En este contexto, Casini ha realizado otras preguntas: “¿El aborto es o no es una cuestión social?¿Para combatir el envejecimiento es o no necesario que nazca un número mayor de hijos? ¿La eliminación de niños no nacidos no es quizás la más grave de las discriminaciones? ¿Por qué no ofrecerles a ellos 'alguna' oportunidad?”.

“Aumentando las posibilidades de adopción -añadió el Presidente de la Comisión- ¿no se da una 'oportunidad' también a las mujeres que no pueden tener hijos y no se les da, de alguna manera, la misma igualdad que las demás mujeres que son capaces de procrear?”.
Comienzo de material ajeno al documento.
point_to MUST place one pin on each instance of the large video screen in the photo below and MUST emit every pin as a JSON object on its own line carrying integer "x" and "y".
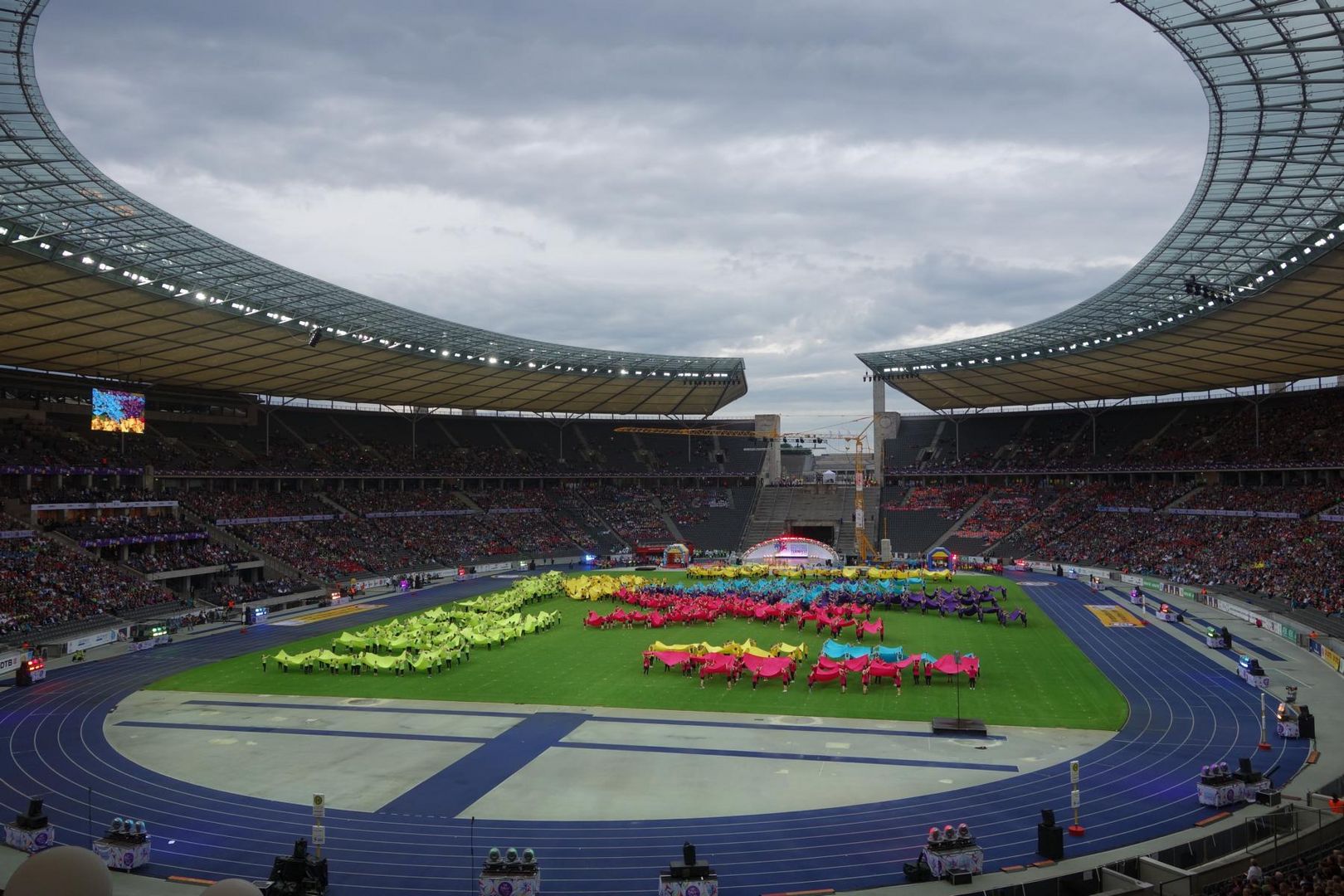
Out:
{"x": 119, "y": 411}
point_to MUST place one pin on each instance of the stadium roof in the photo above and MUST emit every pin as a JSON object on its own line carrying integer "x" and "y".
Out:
{"x": 95, "y": 280}
{"x": 1248, "y": 285}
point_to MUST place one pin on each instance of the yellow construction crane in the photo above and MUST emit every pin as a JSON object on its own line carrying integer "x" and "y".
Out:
{"x": 860, "y": 535}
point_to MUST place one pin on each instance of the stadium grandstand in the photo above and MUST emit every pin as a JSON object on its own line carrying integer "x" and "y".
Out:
{"x": 212, "y": 457}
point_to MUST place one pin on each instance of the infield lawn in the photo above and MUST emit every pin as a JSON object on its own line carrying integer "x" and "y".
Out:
{"x": 1031, "y": 676}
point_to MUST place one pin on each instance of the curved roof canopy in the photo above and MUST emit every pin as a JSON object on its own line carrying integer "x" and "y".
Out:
{"x": 1244, "y": 288}
{"x": 95, "y": 280}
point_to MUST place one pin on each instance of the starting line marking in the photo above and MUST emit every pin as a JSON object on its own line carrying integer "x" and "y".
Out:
{"x": 1113, "y": 616}
{"x": 335, "y": 613}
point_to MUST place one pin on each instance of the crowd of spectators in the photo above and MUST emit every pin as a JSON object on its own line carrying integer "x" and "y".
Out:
{"x": 247, "y": 592}
{"x": 1292, "y": 429}
{"x": 99, "y": 494}
{"x": 190, "y": 555}
{"x": 119, "y": 527}
{"x": 631, "y": 512}
{"x": 245, "y": 505}
{"x": 1298, "y": 561}
{"x": 1004, "y": 511}
{"x": 397, "y": 501}
{"x": 1281, "y": 499}
{"x": 1301, "y": 876}
{"x": 43, "y": 583}
{"x": 953, "y": 500}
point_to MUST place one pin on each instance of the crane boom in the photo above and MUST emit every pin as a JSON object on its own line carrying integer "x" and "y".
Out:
{"x": 860, "y": 535}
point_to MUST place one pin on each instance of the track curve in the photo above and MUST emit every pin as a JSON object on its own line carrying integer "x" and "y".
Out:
{"x": 1186, "y": 711}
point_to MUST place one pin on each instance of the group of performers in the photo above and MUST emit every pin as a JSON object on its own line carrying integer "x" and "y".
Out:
{"x": 735, "y": 661}
{"x": 832, "y": 606}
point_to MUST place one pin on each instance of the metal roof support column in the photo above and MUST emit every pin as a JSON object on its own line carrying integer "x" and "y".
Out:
{"x": 559, "y": 423}
{"x": 416, "y": 414}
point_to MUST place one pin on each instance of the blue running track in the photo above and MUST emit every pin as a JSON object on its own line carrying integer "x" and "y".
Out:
{"x": 1185, "y": 711}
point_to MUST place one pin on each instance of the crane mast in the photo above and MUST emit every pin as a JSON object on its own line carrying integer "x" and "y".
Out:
{"x": 860, "y": 535}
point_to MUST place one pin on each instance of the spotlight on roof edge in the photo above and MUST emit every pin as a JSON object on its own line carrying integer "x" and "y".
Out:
{"x": 149, "y": 246}
{"x": 1215, "y": 236}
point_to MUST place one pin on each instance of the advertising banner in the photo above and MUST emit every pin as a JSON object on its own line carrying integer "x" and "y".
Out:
{"x": 251, "y": 520}
{"x": 84, "y": 642}
{"x": 383, "y": 514}
{"x": 10, "y": 661}
{"x": 104, "y": 505}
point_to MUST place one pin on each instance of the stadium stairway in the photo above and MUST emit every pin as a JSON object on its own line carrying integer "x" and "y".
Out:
{"x": 914, "y": 531}
{"x": 958, "y": 544}
{"x": 275, "y": 568}
{"x": 334, "y": 504}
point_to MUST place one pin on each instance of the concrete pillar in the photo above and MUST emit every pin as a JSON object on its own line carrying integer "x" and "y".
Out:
{"x": 769, "y": 423}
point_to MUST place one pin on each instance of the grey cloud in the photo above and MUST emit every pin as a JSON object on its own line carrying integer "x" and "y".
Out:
{"x": 796, "y": 180}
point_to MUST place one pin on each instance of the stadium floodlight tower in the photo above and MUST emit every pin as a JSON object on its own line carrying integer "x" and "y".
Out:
{"x": 97, "y": 281}
{"x": 1244, "y": 288}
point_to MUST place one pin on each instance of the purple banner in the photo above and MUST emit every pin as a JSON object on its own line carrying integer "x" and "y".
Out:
{"x": 17, "y": 469}
{"x": 102, "y": 505}
{"x": 382, "y": 514}
{"x": 251, "y": 520}
{"x": 141, "y": 539}
{"x": 1261, "y": 514}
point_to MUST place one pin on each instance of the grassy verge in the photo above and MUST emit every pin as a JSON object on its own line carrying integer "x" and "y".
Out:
{"x": 1031, "y": 676}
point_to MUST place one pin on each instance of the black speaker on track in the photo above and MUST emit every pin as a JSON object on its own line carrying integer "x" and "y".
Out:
{"x": 1050, "y": 843}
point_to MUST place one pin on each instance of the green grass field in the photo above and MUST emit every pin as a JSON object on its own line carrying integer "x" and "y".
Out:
{"x": 1030, "y": 676}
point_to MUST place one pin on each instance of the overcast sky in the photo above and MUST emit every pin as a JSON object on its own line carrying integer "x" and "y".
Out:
{"x": 785, "y": 180}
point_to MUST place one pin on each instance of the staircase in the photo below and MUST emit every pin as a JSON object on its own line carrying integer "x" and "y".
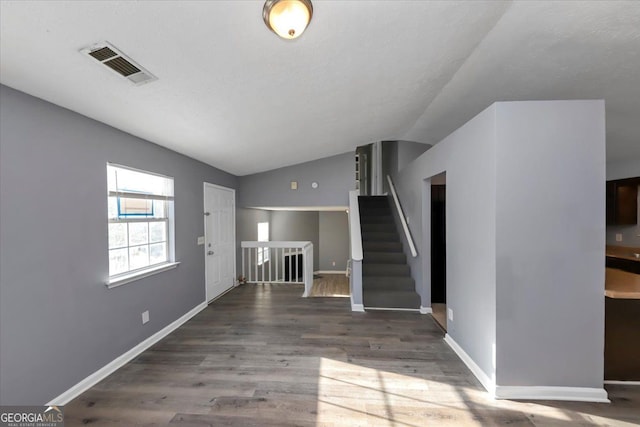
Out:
{"x": 386, "y": 277}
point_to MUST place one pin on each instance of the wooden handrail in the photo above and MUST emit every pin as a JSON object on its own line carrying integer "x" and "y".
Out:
{"x": 403, "y": 220}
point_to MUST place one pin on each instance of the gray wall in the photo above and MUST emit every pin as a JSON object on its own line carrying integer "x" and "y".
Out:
{"x": 533, "y": 292}
{"x": 333, "y": 241}
{"x": 550, "y": 178}
{"x": 396, "y": 155}
{"x": 335, "y": 177}
{"x": 408, "y": 151}
{"x": 58, "y": 321}
{"x": 468, "y": 156}
{"x": 630, "y": 234}
{"x": 297, "y": 226}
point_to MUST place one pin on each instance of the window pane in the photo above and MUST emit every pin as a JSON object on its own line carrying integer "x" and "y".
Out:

En cuanto a la adopción como medio para orientar a una mujer que sufre hacia la prosecución del embarazo, Casini ha precisado que “este principio está ya consagrado en nuestro ordenamiento por la ley que consiente el parto en anonimato”, y aunque puede ser poco eficaz y a veces chocante, “es mejor la adopción que el abandono en un contenedor de basuras”.